Bringin’ home stale pumpernickel with a uncashed check in your poke! I guess you figure you could take it with you ’r somethin’.’
‘If he can’t he won’t go,’ Sparrow put in, and apologized immediately. ‘I heard that on the radio.’
The ace craned his neck, inwardly cursing his slowness in failing to grab the check first – not a loose fin among the three of them. Maybe he ought to make them take off their shoes; if he could just think of one good reason for the pair still wearing them. Well, he could always get a fin for the gun from any Division Street hood.
‘Now I go by worrrk,’ Stash announced, hugging himself to keep warm while Violet, relenting at last, buttoned his fly. When the whisky ebbed she’d be half sorry for him.
‘Now you go by station howz ’n get good lawyer,’ the officer corrected Stash. ‘Maybe you’ll talk better English after you’ve slept a spell.’
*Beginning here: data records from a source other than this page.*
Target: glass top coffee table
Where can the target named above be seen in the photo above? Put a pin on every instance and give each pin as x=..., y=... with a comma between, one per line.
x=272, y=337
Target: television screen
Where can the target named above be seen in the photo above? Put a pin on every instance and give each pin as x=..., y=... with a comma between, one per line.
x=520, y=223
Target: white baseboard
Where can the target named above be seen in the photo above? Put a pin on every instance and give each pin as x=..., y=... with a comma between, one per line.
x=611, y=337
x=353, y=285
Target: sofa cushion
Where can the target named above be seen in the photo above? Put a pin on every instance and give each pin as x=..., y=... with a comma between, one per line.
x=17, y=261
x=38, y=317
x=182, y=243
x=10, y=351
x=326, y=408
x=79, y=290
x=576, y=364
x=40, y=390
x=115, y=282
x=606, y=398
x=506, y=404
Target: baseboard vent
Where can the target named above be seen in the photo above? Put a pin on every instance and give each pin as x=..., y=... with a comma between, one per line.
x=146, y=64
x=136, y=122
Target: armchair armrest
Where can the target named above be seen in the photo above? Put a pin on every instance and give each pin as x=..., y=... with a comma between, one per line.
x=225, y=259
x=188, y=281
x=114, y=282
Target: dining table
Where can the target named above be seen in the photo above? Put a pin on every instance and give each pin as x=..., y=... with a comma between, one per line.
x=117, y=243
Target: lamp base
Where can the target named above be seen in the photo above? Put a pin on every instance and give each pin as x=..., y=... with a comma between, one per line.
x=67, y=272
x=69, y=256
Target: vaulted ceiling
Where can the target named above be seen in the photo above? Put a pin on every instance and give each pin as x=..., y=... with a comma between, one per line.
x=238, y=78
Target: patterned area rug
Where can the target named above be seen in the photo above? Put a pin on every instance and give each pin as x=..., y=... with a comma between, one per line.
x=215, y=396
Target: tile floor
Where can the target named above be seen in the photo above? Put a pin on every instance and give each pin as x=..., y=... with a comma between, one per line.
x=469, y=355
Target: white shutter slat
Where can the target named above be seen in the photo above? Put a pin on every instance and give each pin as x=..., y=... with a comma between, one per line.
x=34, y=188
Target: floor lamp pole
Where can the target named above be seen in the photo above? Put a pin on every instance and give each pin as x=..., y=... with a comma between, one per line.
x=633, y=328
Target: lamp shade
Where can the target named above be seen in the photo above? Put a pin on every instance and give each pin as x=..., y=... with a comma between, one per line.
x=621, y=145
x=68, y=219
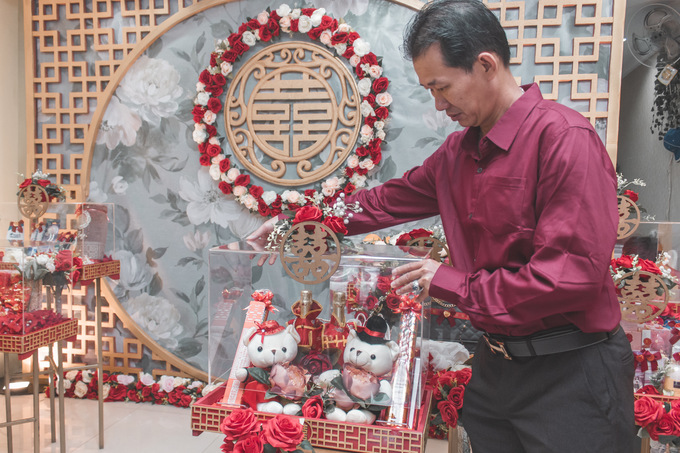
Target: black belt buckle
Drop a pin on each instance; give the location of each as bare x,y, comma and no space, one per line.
497,347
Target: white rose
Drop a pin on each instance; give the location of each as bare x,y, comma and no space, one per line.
366,130
215,172
375,71
249,202
226,68
367,164
158,317
304,24
325,37
146,379
317,16
364,86
290,196
81,389
384,99
199,135
269,197
239,190
366,109
361,47
249,38
232,174
283,10
209,117
202,98
263,17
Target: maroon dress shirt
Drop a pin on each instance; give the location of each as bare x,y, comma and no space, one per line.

At mention of sleep Stash looked homesick for bed. Anybody’s bed. Was there such a place left in the world where no one woke you up at a quarter to four, plastered you with mustard and ran you onto a fire escape in your underwear for neighbors to make bad scandals?
‘We got a nice dry cell for you – or don’t you think it’s time for your fam’ly to get a little rest? You ought to be ashamed, a man of your age,’ n holdin’ out on your kids on top of it.’ Apparently he’d concluded that Sparrow and Violet were brother and sister.
Old Husband hung his unhappy old head. He just hadn’t known you could be arrested for holding out a pay check on your wife. Down the stairwell and by the ace’s firm hand on the back of his belt, all the way down, he realized now it was a real bad thing he had done.
‘Could sleep by station howz?’ He wriggled a bit with hope.
‘Yeh.’ N coffee ’n a sausage sandrich for you too.’
Stash slid his dim eyes sidewise like a condemned rooster’s. ‘Please – no sandrich.’
Violet and Sparrow, standing with arms hooked about each other’s waists as the first light began carpeting the ironwork of the fire escape and started down the hall, watched from the alley window while the law helped Stash into a squad car. They saw the little red taillight wink up at them once. To warn them to be good children so they’d never have to go to jail.
‘That old man is certainly a lot of trouble to me,’ Violet sighed as the car pulled east out of the alley and wheeled south toward the station.
‘I hope they take him to Racine Street better’n by Saloon Street – by Racine they got mattresses,’ Sparrow hoped wanly in the wan city dawn. While the light of Chicago’s vast West Side, like the light of nowhere else in the world, crept softly, with its special Chicago softness, up a hundred thousand seamed city walls. ‘What makes that old man so mean in the first place?’ Sparrow wondered. ‘Don’t you treat him nice?’